Upgrading from language-specific legacy encoding to Unicode encoding
You have heard that using Unicode is a good idea and that there are benefits such as standards compatibility, multilingual display on a single page, pan-organisation applications.
Numerous large organizations have switched to Unicode. This document will point you to resources that will assist your migration to Unicode.
A migration to Unicode involves more than just converting your HTML or XHTML templates to an appropriate Unicode encoding. Yo will need to plan your migration. Internal data sorces will need to be converted to Unicode and external data sources may been to be transcoded before integration into your site. You also need to know the state of Unicode support in software components you rely on.
Detailed information is available in the article on Unicode migration
How well is Unicode supported for my end users?
This depends on:
- browser support
- suitable fonts
- rendering software
Modern browsers support Unicode:
- Internet Explorer
Although many mobile phones support UTF-8, some do not. Additionally, if they use a legacy encoding, which encoding may vary with different devices. Investigation is required if you are targeting a large mobile phone market.
What do I need to do?
Convert X/HTML, XML and CSS files to UTF-8
Unicode has three main encodings: UTF-8, UTF-16, UTF-32. UTF-8 is the Unicode encoding consistently used for web pages. It provides:
- Better compatibility with legacy data, where that legacy data uses ASCII as the 128 codepoints in ASCII match the first 128 codepoints in UTF-8.
- No byte order problems.
It is necessary to:
- Convert data to an appropriate Unicode encoding.

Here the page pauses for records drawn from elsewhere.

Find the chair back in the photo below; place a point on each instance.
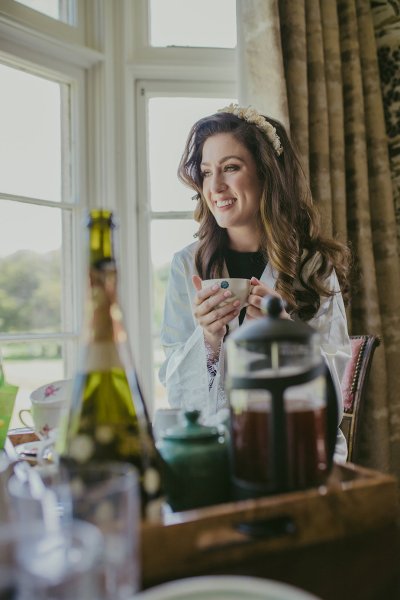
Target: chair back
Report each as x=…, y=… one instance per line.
x=354, y=388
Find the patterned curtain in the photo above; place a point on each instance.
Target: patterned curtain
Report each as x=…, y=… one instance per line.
x=386, y=17
x=329, y=74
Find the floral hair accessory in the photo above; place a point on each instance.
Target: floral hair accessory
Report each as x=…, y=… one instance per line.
x=251, y=115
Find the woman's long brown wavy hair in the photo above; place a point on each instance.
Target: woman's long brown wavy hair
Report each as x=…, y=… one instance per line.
x=290, y=223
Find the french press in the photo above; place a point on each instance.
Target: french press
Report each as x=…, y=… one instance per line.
x=283, y=404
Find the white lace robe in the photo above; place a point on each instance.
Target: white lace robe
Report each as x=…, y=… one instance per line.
x=184, y=372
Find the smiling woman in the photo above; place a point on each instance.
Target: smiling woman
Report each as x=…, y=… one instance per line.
x=256, y=220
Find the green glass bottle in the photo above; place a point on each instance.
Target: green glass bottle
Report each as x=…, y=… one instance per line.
x=108, y=419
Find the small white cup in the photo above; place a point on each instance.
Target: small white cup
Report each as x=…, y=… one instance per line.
x=47, y=404
x=240, y=288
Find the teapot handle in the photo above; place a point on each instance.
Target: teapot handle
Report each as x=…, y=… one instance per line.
x=332, y=411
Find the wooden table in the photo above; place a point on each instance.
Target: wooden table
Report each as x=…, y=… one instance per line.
x=340, y=543
x=345, y=544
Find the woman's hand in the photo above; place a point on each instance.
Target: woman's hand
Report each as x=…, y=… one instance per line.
x=213, y=318
x=258, y=292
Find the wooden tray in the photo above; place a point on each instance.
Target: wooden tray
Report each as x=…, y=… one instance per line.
x=223, y=538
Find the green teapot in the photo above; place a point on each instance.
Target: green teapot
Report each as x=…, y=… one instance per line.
x=196, y=464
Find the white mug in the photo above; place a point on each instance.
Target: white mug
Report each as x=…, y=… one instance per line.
x=240, y=288
x=47, y=404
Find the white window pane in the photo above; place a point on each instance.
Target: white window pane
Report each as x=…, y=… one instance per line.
x=62, y=10
x=170, y=120
x=207, y=23
x=30, y=141
x=31, y=285
x=167, y=237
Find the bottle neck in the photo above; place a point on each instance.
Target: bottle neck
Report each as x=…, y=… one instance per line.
x=105, y=319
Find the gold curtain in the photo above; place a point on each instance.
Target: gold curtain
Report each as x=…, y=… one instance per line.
x=337, y=121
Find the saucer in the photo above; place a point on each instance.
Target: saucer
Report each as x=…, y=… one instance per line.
x=221, y=587
x=30, y=450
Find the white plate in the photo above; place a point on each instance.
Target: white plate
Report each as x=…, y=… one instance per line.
x=222, y=587
x=30, y=450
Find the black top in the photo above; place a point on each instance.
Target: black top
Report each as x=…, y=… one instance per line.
x=244, y=264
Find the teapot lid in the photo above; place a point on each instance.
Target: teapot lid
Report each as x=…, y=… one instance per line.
x=191, y=430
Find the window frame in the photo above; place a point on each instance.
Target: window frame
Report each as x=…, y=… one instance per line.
x=35, y=50
x=157, y=70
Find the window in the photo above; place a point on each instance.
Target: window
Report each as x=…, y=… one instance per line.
x=63, y=10
x=40, y=214
x=187, y=83
x=93, y=115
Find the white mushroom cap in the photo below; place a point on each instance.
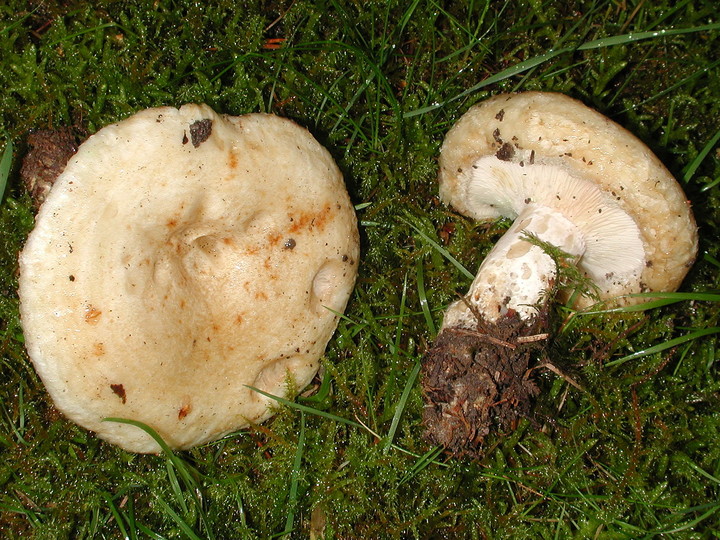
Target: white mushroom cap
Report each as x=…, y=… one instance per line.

- Declare the encoding in HTML, XHTML, XML and CSS files.
- Ensure that your server does the right thing; check HTTP Response header.
- Test your web site.
You will need to specify the encoding of your documents. There is a tutorial on Character sets & encodings in XHTML, HTML and CSS. Basic principles are:
For HTML and XHTML served as text/html: always use a <meta> element
For XHTML served as text/html: where practical use an XML declaration with an encoding attribute
For XML files and XHTML served as XML: always use an XML declaration with an encoding attribute
For CSS style sheets: use the @charset rule
Other useful documents include:
Convert scripts and database tables to Unicode
Unicode offers three encoding forms: UTF-8, UTF-16, and UTF-32. The software and databases you use may require specific Unicode encodings. Although UTF-8 is used as the encoding for web pages, UTF-16 is often used in the back-end.
Marking up the primary language of a document and any change of language of a document is good internationalization proactice. It can also be critical to correctly culturally appropriate rendering of CJK data.